覇照は渡織の目から見れば見るほどに、この世界には不釣合いなほど美しい少女で、そして同時に空っぽに見えた。そして、覇照から見た渡織は、この世界に必死に順応しようとしている化物に見える。しかし、その化物はこの世界で名前を貰った。そんな顔をしていた。

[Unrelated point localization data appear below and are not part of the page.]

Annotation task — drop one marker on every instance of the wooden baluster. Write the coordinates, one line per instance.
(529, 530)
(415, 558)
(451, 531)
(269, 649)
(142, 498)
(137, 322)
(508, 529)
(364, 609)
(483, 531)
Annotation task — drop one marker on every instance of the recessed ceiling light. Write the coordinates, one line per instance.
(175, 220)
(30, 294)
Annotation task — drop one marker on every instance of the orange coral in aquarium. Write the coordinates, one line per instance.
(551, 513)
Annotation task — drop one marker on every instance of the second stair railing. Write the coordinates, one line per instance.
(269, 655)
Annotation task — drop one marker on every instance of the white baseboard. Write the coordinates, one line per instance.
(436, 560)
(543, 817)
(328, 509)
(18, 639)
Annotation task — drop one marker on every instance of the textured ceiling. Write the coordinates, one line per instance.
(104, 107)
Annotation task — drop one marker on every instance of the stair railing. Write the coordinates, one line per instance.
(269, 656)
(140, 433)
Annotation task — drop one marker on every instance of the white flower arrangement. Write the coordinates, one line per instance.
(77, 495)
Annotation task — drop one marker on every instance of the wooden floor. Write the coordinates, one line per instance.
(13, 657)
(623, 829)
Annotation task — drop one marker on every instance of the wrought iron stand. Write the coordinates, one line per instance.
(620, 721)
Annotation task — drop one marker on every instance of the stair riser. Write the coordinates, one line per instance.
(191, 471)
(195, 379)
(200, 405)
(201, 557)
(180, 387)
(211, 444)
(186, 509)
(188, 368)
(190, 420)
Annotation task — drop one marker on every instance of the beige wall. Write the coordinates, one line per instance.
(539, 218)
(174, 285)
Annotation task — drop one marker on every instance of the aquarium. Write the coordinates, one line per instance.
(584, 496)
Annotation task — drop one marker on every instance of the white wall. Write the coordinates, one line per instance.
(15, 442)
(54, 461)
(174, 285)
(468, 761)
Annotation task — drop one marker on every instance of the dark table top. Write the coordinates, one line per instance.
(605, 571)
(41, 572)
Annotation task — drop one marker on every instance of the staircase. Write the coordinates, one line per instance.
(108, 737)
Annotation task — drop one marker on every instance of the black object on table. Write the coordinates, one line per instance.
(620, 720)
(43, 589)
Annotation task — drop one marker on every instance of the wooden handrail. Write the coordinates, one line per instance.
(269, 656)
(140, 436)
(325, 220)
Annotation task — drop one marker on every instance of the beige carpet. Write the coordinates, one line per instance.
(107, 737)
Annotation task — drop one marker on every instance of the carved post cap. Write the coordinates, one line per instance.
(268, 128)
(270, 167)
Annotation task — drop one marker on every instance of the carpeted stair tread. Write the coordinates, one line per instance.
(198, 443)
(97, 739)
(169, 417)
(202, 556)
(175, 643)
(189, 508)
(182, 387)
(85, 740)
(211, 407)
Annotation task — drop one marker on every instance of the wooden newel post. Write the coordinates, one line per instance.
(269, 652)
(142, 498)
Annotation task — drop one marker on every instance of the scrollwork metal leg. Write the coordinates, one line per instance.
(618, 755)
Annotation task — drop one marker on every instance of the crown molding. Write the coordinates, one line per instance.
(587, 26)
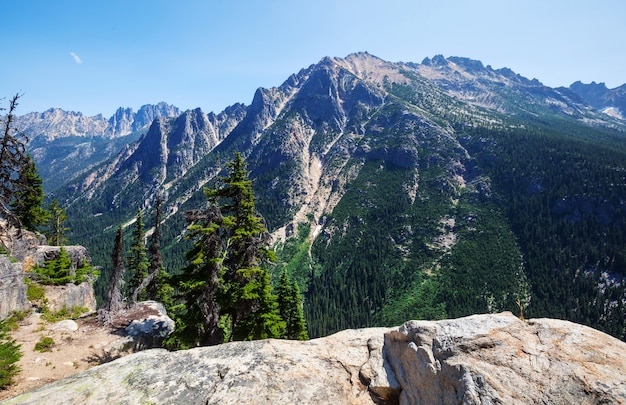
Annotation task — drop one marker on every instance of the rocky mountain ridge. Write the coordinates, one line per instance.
(479, 359)
(392, 185)
(56, 123)
(66, 143)
(610, 101)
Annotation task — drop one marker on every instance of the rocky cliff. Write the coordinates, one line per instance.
(481, 359)
(21, 251)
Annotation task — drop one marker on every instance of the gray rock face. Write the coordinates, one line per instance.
(482, 359)
(71, 295)
(78, 254)
(150, 324)
(12, 288)
(27, 250)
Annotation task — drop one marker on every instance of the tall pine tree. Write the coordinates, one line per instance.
(245, 296)
(225, 289)
(28, 196)
(56, 228)
(137, 261)
(290, 308)
(115, 297)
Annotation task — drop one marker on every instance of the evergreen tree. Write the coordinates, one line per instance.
(56, 229)
(115, 299)
(290, 308)
(9, 356)
(156, 283)
(225, 280)
(245, 292)
(199, 313)
(57, 271)
(28, 196)
(137, 261)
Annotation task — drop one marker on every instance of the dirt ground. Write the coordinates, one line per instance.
(73, 351)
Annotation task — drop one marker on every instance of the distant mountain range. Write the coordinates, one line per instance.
(393, 190)
(65, 143)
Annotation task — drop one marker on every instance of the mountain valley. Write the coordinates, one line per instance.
(394, 191)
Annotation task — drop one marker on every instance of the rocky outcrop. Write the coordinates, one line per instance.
(12, 287)
(481, 359)
(150, 324)
(78, 254)
(24, 249)
(71, 295)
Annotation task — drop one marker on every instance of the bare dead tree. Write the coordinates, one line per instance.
(12, 158)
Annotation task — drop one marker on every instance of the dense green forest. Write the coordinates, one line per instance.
(540, 221)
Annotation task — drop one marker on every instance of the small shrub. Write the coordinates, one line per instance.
(13, 320)
(9, 356)
(34, 291)
(44, 344)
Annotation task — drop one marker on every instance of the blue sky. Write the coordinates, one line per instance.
(96, 55)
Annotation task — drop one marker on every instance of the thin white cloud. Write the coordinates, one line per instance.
(76, 58)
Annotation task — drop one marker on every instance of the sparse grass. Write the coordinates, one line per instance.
(44, 344)
(64, 313)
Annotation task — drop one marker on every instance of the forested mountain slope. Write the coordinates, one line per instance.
(399, 191)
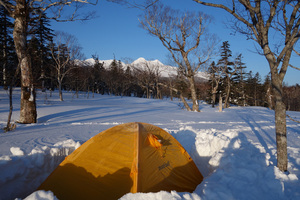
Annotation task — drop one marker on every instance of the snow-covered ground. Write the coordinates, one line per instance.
(235, 150)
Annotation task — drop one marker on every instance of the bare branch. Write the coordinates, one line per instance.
(143, 5)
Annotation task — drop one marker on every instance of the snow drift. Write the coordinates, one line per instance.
(235, 150)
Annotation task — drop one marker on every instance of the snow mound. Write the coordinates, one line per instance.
(21, 174)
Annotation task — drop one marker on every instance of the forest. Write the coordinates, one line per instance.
(58, 63)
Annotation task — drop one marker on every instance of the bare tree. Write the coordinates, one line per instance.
(147, 77)
(258, 20)
(64, 52)
(20, 10)
(185, 37)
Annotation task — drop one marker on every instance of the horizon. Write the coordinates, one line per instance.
(115, 33)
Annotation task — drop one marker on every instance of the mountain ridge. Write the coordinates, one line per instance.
(149, 65)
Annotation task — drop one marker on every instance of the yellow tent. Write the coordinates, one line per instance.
(132, 157)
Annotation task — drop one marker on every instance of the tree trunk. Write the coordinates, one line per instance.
(280, 126)
(186, 105)
(194, 94)
(60, 90)
(226, 103)
(220, 103)
(28, 112)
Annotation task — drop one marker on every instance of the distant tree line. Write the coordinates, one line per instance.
(230, 81)
(55, 58)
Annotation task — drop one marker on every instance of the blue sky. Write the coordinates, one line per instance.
(116, 32)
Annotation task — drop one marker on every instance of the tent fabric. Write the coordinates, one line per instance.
(132, 157)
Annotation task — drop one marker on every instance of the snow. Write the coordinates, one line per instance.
(143, 64)
(235, 149)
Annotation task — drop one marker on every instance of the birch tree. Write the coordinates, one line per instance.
(260, 20)
(20, 11)
(185, 36)
(64, 52)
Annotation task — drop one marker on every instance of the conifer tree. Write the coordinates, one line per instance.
(228, 68)
(8, 60)
(239, 81)
(42, 36)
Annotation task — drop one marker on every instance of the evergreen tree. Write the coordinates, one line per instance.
(239, 81)
(8, 58)
(228, 68)
(41, 36)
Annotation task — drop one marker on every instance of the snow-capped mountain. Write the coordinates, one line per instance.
(150, 65)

「お前の意見を聞かせてほしい、世界は終わらせる方がいいのか?」
渡織は蛇足だと思いつつ、そう問いかけずにはいられなかった。
「そんなもの、知らないさ。世界なんて、終わらせるか終わるかの問題だろ? ただ、それを形にするのか声にするのか、きっとそんなことはどうでもいい。ただ、私にとっては、その結果であり過程である破滅こそが意味のあるものなんだ」
覇照の諭すような言葉を黙って聞く渡織は、既に自分がもう戻れないところまで来ていることを再認識する。
それ以上、言葉はなく、同時に二人は右腕を横に振る。二人の二つのアルファオメガの力が衝突し――そして、光が弾けた。